Dont they just surgically remove the venom glans in venomoid snakes ?  Im pretty sure they should still have there teeth.  At least the "humane" way they do it in the U.S. that is.

Later, Tom


----------



## Philth (Jul 28, 2010)

Any field pics of the inverts you found ?

Later, Tom


----------



## Pociemon (Jul 28, 2010)

Hi Phil

I agree, i might have acted differently if i have had more time to think about it. He gave me very short response time, so maybe i was reckless, so i know you point here And in retrospect, i might have chosen differently if i had given it some more thought.

He just made the snakes teeth visible, and told me that the snake was in perfect condition, that´s what i know. My GF is from thailand and she told me it is illegal at a public show to remove venom glands, but that is of course only what she says. She is not by any means an expert.

I only have mobile phone pics from the scorps and centipedes i catched, and they are not worth posting because of very poor quality. But it was a great experience though. Unfortunately i did not find any haplopelam(or T for that matter).

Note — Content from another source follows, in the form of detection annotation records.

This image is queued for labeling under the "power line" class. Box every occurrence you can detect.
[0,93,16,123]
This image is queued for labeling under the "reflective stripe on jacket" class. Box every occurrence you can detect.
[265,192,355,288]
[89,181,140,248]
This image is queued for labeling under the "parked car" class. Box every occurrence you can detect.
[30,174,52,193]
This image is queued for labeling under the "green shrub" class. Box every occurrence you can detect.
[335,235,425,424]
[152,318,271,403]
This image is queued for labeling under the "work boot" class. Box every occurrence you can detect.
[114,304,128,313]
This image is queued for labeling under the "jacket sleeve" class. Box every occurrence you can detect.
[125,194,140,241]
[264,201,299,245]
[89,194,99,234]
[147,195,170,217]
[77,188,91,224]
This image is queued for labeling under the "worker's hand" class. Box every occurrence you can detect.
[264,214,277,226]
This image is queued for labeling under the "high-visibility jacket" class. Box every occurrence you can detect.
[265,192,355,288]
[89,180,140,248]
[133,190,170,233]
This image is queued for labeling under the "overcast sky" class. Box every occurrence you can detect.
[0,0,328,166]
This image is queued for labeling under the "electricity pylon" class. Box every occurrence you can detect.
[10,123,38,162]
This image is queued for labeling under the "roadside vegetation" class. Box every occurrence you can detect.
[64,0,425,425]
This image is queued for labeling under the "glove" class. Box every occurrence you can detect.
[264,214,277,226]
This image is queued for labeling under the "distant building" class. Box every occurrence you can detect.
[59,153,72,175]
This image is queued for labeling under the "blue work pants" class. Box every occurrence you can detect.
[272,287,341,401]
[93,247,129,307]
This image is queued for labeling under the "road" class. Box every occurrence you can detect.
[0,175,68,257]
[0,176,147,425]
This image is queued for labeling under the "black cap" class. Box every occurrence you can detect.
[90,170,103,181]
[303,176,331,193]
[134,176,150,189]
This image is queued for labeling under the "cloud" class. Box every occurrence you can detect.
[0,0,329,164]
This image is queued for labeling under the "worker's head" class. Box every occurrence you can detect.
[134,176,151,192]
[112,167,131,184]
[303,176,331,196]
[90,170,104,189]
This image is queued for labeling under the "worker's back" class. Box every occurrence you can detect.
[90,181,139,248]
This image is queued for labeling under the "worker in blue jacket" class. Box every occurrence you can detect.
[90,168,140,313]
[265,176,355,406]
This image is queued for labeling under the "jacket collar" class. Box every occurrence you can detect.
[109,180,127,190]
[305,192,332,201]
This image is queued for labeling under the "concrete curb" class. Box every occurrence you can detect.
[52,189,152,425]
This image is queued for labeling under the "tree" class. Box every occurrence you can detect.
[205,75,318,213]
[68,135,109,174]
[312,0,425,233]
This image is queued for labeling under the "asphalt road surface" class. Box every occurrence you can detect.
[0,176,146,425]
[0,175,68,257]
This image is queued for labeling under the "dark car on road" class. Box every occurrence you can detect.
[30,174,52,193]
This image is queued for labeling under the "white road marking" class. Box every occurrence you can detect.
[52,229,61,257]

They had been collected for many years for food purpose only;( But i did have some fun when they told me that they suck big time to get bit by them


----------



## elportoed (Jul 29, 2010)

CentipedeFreak said:


> do they speak english there or is it hard to get around without knowing the language? is it dangerous?

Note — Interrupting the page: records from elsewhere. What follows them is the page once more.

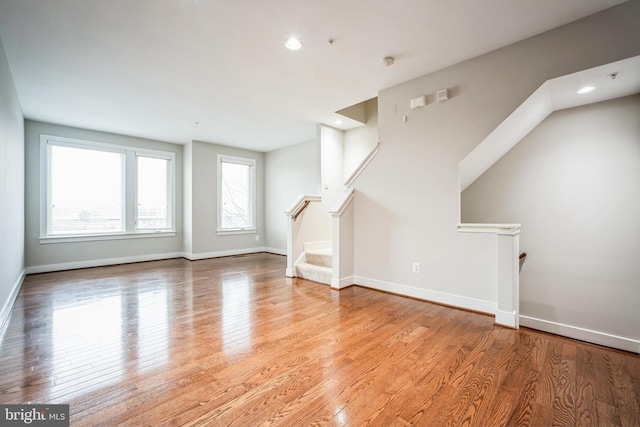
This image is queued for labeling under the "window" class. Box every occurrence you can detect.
[136,154,171,230]
[218,154,256,234]
[40,135,175,240]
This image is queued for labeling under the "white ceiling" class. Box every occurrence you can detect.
[0,0,624,151]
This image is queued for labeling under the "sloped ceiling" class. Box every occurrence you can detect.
[0,0,623,151]
[458,56,640,192]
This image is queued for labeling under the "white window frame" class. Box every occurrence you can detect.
[39,134,176,243]
[217,154,257,235]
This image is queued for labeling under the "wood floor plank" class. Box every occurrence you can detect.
[0,254,640,426]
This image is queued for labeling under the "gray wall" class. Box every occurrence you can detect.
[184,141,265,259]
[354,0,640,324]
[25,120,183,271]
[344,98,378,179]
[0,36,25,325]
[265,140,320,254]
[462,95,640,339]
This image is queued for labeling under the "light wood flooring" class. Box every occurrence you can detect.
[0,254,640,426]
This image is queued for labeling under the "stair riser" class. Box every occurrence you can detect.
[307,253,333,267]
[296,264,331,285]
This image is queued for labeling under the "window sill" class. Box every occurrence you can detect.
[216,228,256,236]
[39,231,176,245]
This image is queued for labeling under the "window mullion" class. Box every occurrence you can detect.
[123,150,138,233]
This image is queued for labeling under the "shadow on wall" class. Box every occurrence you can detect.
[461,95,640,348]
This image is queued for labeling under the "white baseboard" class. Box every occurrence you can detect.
[496,310,518,329]
[353,276,497,315]
[520,315,640,353]
[264,248,287,256]
[181,247,267,261]
[0,269,27,332]
[331,276,355,289]
[26,252,183,274]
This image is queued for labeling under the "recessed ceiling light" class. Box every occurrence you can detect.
[576,86,596,95]
[284,37,302,50]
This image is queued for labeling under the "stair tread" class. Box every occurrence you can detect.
[296,262,332,285]
[296,262,332,272]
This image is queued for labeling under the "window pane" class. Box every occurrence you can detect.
[220,161,253,229]
[136,156,171,230]
[47,145,124,235]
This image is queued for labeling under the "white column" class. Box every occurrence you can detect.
[496,227,520,329]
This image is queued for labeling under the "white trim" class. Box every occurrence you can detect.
[344,142,380,189]
[264,247,287,256]
[0,269,27,332]
[354,276,497,315]
[495,310,518,329]
[520,315,640,353]
[38,134,177,239]
[26,252,183,274]
[331,276,355,289]
[216,228,258,236]
[38,231,176,245]
[182,247,267,261]
[216,153,258,236]
[458,223,520,236]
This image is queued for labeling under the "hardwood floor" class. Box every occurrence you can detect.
[0,254,640,426]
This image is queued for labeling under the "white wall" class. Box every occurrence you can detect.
[264,140,320,255]
[344,98,378,178]
[185,141,265,259]
[25,120,183,272]
[355,1,640,320]
[462,95,640,346]
[0,36,25,326]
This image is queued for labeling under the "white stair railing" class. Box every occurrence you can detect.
[344,142,380,189]
[284,194,322,277]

Thailand is a great place to visit.  People are very friendly and accomodating.  And your dollar goes a long way there.  

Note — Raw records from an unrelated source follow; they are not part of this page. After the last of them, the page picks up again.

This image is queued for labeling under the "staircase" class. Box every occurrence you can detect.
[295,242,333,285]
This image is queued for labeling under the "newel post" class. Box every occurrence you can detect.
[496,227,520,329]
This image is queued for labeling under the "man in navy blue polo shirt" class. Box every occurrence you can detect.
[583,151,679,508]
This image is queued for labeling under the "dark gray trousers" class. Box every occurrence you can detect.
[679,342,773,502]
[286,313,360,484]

Most places where tourists frequent always have people who speak english around.  Plus people are better educated now, so more people know how to speak english.  If you stick to the tourist places, it should be very safe.  

There are some kind of civil unrest going on, but they don't bother tourists.  

If you really want to experience the real culture, go to the northern part, like chiang mai.  If you like the beaches, go south, although it's getting very touristy down south.


----------